Purtroppo l'Alzheimer, ci ha costretti a ricoverarla presso la Rsa dove ora si trova e dove è stata accolta e seguita nel migliore dei modi, con dei limiti certamente, ma sempre pronti al dialogo, al confronto e all'ascolto. Si starà chiedendo cosa interessa a Lei tutto questo, secondo me Le interessa eccome, perché Lei si è dimenticato dei nostri anziani, senza dare la possibilità di fare i tamponi a loro e ai lavoratori della struttura, però, per esempio, sono stati fatti alle squadre di calcio, per loro c'erano. Non ha tutelato i più deboli caro signor Fontana.

Pensi, che io, come altri parenti, quando siamo stati informati che la struttura era stata scelta dalla regione come possibile accettante di pazienti Covid-19, dimettibili dagli ospedali limitrofi, ci è sembrata una cosa positiva, ma ragionandoci, abbiamo invece capito che questo era come accendere un cerino in un deposito di esplosivi, era da incoscienti, da irragionevoli e incompetenti. Le ho raccontato tutto ciò perché voglio farle sapere che mia madre, due giorni fa ha avuto la febbre, la stanno curando con il protocollo previsto per i malati di Coronavirus, senza che io possa assisterla, starle accanto, rassicurarla, stringerle la mano, come dovrebbe fare una figlia e come vorrei fare.La dottoressa della struttura mi informa, giornalmente, con pazienza e gentilezza sulle sue condizioni.
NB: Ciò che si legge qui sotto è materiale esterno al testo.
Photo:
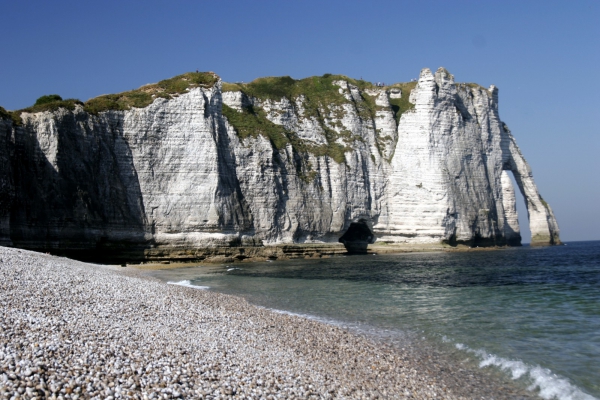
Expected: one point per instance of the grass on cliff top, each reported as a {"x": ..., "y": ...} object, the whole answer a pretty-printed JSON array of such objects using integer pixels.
[
  {"x": 139, "y": 98},
  {"x": 145, "y": 95}
]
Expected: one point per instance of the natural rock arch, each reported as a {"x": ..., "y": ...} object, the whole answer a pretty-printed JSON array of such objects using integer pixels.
[{"x": 358, "y": 236}]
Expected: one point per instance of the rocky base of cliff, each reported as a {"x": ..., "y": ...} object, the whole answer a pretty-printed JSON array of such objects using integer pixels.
[{"x": 64, "y": 336}]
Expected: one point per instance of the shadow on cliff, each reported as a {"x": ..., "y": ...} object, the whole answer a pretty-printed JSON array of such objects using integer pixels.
[{"x": 86, "y": 203}]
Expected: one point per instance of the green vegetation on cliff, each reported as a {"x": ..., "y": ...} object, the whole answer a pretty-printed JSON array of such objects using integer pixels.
[
  {"x": 401, "y": 105},
  {"x": 252, "y": 121},
  {"x": 317, "y": 98},
  {"x": 145, "y": 95}
]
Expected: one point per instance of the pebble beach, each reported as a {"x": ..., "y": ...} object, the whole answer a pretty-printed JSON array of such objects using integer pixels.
[{"x": 75, "y": 330}]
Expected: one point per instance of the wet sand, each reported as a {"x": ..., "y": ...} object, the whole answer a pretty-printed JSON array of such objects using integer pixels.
[{"x": 74, "y": 330}]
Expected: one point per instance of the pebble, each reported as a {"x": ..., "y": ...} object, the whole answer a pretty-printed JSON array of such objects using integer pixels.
[{"x": 75, "y": 330}]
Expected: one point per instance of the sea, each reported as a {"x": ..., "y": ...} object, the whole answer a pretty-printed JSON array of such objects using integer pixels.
[{"x": 529, "y": 313}]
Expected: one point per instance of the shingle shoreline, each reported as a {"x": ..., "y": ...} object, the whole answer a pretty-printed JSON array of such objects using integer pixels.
[{"x": 75, "y": 330}]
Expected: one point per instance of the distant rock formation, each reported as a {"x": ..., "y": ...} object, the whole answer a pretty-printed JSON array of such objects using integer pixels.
[{"x": 275, "y": 161}]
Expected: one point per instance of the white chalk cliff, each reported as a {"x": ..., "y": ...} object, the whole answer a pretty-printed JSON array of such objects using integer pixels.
[{"x": 179, "y": 173}]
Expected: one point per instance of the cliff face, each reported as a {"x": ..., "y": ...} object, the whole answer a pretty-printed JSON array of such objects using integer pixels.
[{"x": 242, "y": 166}]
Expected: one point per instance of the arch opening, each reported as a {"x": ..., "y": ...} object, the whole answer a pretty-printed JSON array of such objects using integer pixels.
[{"x": 358, "y": 237}]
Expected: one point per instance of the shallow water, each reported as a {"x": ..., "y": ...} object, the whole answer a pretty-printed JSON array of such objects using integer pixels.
[{"x": 532, "y": 312}]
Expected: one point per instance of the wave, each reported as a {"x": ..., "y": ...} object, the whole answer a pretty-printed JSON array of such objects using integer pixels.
[
  {"x": 188, "y": 283},
  {"x": 550, "y": 385}
]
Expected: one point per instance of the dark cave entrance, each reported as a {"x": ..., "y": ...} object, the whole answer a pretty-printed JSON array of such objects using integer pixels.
[{"x": 358, "y": 237}]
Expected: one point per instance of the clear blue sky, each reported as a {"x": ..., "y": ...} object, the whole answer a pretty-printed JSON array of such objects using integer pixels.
[{"x": 543, "y": 55}]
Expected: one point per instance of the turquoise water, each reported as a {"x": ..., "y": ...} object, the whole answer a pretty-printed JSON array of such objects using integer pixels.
[{"x": 532, "y": 312}]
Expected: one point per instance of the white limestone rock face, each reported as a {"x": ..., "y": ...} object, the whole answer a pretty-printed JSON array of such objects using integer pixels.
[
  {"x": 509, "y": 201},
  {"x": 177, "y": 175}
]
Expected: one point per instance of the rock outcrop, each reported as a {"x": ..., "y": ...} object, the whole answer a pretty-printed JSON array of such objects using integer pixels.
[{"x": 222, "y": 165}]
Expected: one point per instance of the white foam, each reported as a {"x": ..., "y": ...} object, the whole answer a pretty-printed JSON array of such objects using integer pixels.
[
  {"x": 188, "y": 283},
  {"x": 550, "y": 385}
]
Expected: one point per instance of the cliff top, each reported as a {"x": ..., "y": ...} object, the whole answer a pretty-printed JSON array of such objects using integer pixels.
[
  {"x": 139, "y": 98},
  {"x": 317, "y": 91}
]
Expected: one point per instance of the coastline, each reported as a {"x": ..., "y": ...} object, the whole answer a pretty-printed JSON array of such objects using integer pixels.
[
  {"x": 221, "y": 255},
  {"x": 73, "y": 329}
]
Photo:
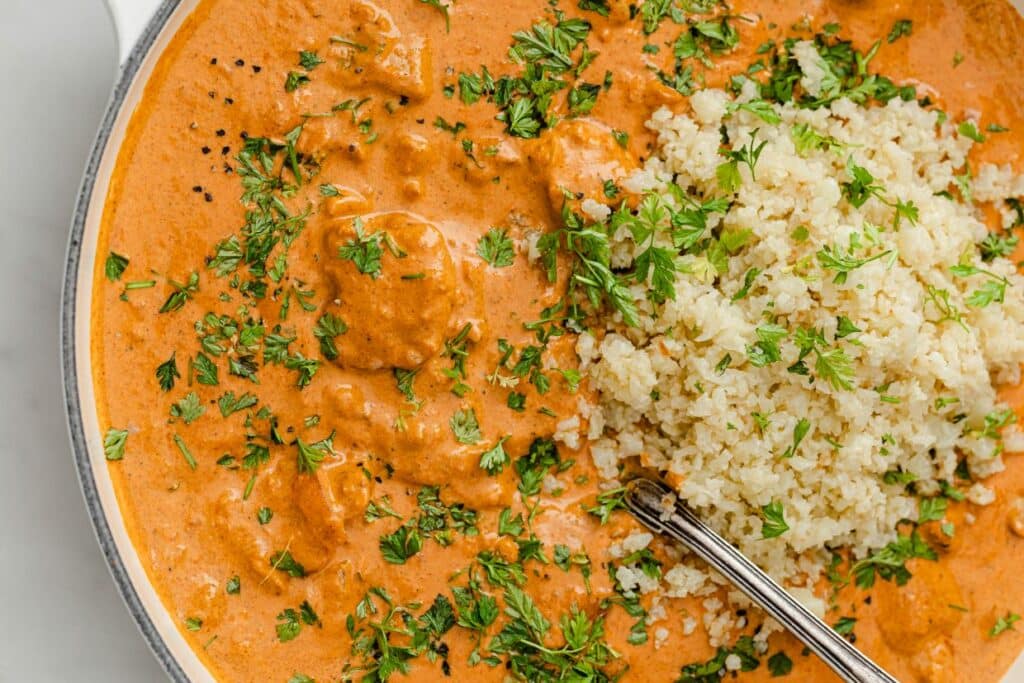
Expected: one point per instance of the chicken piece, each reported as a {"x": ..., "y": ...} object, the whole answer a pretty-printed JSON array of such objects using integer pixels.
[{"x": 394, "y": 282}]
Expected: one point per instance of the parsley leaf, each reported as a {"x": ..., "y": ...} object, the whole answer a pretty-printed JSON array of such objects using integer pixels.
[
  {"x": 115, "y": 266},
  {"x": 167, "y": 372},
  {"x": 283, "y": 561},
  {"x": 401, "y": 545},
  {"x": 329, "y": 327},
  {"x": 1004, "y": 624},
  {"x": 497, "y": 248},
  {"x": 188, "y": 409},
  {"x": 114, "y": 443},
  {"x": 465, "y": 427},
  {"x": 774, "y": 520},
  {"x": 311, "y": 455},
  {"x": 365, "y": 251},
  {"x": 495, "y": 460}
]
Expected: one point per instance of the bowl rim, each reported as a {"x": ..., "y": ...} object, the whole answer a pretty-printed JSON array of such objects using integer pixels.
[{"x": 127, "y": 74}]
Le ho scritto perché voglio che lei sappia che, se mia madre, malauguratamente, non dovesse superare anche questo, io, signor Fontana, la riterrò direttamente responsabile della sua morte e farò di tutto perché mia madre e tutte le persone come lei, abbiano giustizia e dignità. Non so se ha notato che non l'ho mai chiamata 'governatore' e le spiego il perché: nella sua accezione questa parola l'associo a ricordi di quando ero bambina, a quando a volte chiedevo dove fosse mio nonno, che aveva un piccolo gregge di pecore e capre. Si mio nonno era un pastore, mi veniva risposto che era a 'governare' il gregge, per me voleva dire che si stava occupando, stava accudendo, proteggendo e mettendo al sicuro le sue bestie, cosa che non mi sento di dire che abbia fatto Lei signor Fontana nei confronti dei nostri cari anziani. Li ha condannati e abbandonati. Chiudo dicendole che non mi aspetto una Sua risposta, che però sarebbe cortese ed educato ricevere".